‘Trump is mentally sick’
Renowned psychotherapists, intellectuals and media outlets are now unequivocally questioning mental fitness of President Donald Trump for his arrogant behaviour and activities.
They have raised the question a few months ago. The issue of Trump's mental illness came into sharper focus in the last week.
Paul Krugman, the Nobel Prize winning economist tweeted Tuesday that President Donald Trump is “obviously mentally ill.”
Opinion of Krugman may not be given importance as he is not a psychotherapist and as the US Nobel laureate has been a vocal critic of Trump and his policy proposals.
But Krugman is not alone with such an opinion against a president, for the first time in the American history.
A number of renowned psychotherapists have said there is something psychologically wrong with President Trump.
Jhon D Gartner, a renowned registered psychotherapist from Johns Hopkins University Medical School, is one of them. Gartner says that Trump is one with a serious problem.
Gartner warned the “American public about the dangerousness of its new commander-in-chief’s mental state.”
"The fuzzy outlines of President Trump's likely mental illness came into sharper focus this week: in two interviews with major networks, he revealed paranoia and delusion; he quadruple-downed on his fabrication that millions of people voted illegally, which demonstrated he is disconnected from reality itself; his petulant trade war with Mexico reveals that he values self-image even over national interest; his fixation with inaugural crowd size reveals a childish need for attention," said New York Daily News on January 29.
The Independent, UK daily, on January 30 in report titled "Malignant narcisissm': Donald Trump displays classic traits of mental illness, claim psychologists" said more and more mental health experts are sharing their diagnoses to warn the public.
The Citizen Therapists’ manifesto believes Trump’s egotistical ways are creating “the illusion that real Americans can only become winners if others become losers.” “Simply stated, Trumpism is inconsistent with emotionally healthy living,” said the Independent report.
Six months ago, The Atlantic, an American magazine, founded in 1857, however raised the crucial question whether Trump is a sociopath?
In an article on July 20, 2016, The Atlantic quoted Steve Becker, a psychotherapist who specializes in Narcissistic Personality Disorder.

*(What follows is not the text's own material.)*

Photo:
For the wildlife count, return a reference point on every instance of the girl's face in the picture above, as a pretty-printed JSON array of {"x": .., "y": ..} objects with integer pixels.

Becker has written that “we’ve reached the point where we expect our politicians to behave like psychopaths.”
“Trump’s ‘psychopathy,’ incidentally, is expressive in a less ‘compartmentalized’ form than that of most candidates,” Becker writes, “meaning he’s really more than a ‘political psychopath’—he’s really just broadly, flat-out a psychopath.”
Three renowned professor of Psychiatry in last November wrote to then President Barack Obama to conduct ‘a full medical and neuropsychiatric evaluation’ on Donald Trump, president-elect.
"We are writing to express our grave concern regarding the mental stability of our President-Elect. Professional standards do not permit us to venture a diagnosis for a public figure whom we have not evaluated personally," the professors wrote in the letter.
"Nevertheless, his widely reported symptoms of mental instability — including grandiosity, impulsivity, hypersensitivity to slights or criticism, and an apparent inability to distinguish between fantasy and reality — lead us to question his fitness for the immense responsibilities of the office" they asserted.
"We strongly recommend that, in preparation for assuming these responsibilities, he receive a full medical and neuropsychiatric evaluation by an impartial team of investigators."
On December 17, the Huffington Post published an article on the letter wrote to Obama by three professors.
Richard Greene, communication strategist, author of “Words That Shook The World” in the article said virtually every mental health professional he interviewed told him that they believed, with 100% certainty, that Trump satisfied the DSM criteria of this incurable illness and that, as a result, he is a serious danger to the country and the world.
USA Today raised an import question: what will happen if Trump loses his mind?
In an article on January 23, the daily said the verdict on Trump’s mental status, of course, will be out for some time.
"And it's conceivable that there is more method than madness here: The tweets and other headline grabbers could be well-calculated diversions in the service of an objective not yet apparent to those Trump watchers who do not comprehend his tactical brilliance."
"On the other hand, Trump's flabbergasting stream-of-consciousness address to the CIA suggests some degree of detachment from reality," said USA Today.
It says however close we are to a problem, presidential incapacity in a 70-year-old man will never be out of the question. It has certainly been an issue in America’s past, mostly from physical causes.
Trump's presidency however brought some good news for book publishers in USA as BBC in a report on January 29 says Trump has sparked a sales bonanza for publishers of dystopian fiction - as well as his own books on business success.
The reason is clear as Politicus USA in an article on January 28 said Trump’s narcissistic mental defect puts him in the same category as infamous tyrannical dictators like Muammar Gaddafi, Adolf Hitler, and Saddam Hussein.